Devlet hastanelerinde fiziksel imkanların yetersiz, doktor ve sağlık personeli sayısının az ve personele ödenen maaşların düşük olduğu, bu yüzden kalite ve verimliliğin düşük olduğu iddialarını doğru bulmuyorum. Kalite ve verimliliğin yükseltilmesinin anahtarı rekabettir. Rekabet ise devletin doğasında yoktur. Ancak rekabetçi serbest piyasalarda kalite ve verimlilik artar. Paternalizme hayır!
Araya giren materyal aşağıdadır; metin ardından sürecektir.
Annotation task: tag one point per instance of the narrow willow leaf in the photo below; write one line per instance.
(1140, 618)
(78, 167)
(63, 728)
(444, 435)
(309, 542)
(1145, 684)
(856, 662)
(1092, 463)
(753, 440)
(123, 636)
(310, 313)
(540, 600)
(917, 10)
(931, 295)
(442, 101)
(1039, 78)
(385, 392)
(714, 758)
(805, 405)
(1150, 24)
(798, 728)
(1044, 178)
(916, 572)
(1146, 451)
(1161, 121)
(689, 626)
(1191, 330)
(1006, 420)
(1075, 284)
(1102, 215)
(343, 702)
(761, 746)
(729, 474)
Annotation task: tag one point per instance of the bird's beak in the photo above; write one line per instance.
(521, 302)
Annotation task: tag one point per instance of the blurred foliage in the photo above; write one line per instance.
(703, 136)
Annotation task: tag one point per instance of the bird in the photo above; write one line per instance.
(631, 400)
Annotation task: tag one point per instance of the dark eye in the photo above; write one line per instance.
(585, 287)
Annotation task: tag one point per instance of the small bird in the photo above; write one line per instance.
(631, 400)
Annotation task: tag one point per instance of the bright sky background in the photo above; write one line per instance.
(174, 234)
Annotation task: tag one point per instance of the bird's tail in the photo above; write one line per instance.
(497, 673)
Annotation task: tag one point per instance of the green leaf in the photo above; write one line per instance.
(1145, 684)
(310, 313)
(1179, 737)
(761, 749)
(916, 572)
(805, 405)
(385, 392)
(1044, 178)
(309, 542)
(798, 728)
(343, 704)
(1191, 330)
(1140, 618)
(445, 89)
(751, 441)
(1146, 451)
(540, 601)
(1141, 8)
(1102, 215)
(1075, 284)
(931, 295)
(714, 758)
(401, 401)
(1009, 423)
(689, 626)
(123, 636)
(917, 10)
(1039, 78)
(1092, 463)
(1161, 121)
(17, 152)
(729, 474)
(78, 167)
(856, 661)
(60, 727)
Türkiye nin gelir ve sosyal imkanlar yoksulluğu yönünden konumunu daha adil ve makul seviyelere getirebilmesinin yolu asla paternalizm, yani baba devlet anlayışı ndan geçmiyor. Devletin yoksulluğu azaltmak ya da ortadan kaldırmak için yoksul kimselere sadaka dağıtmaktan kesinlikle vazgeçmesi gerekir. Sosyal yardımların gerçekten dünyada yoksulluğun azaltılması için etkili bir ilaç olmadığını dünya deneyiminden öğrenmiş olmamız lazım. Yoksul insanlara bedava balık dağıtmak yerine, onlara nasıl balık tutulacağını öğretmek için daha fazla çaba sarfetmemiz gerekir. Devletin bu konuda yol gösterici ve katalizör rolü üstlenmesi gerekiyor.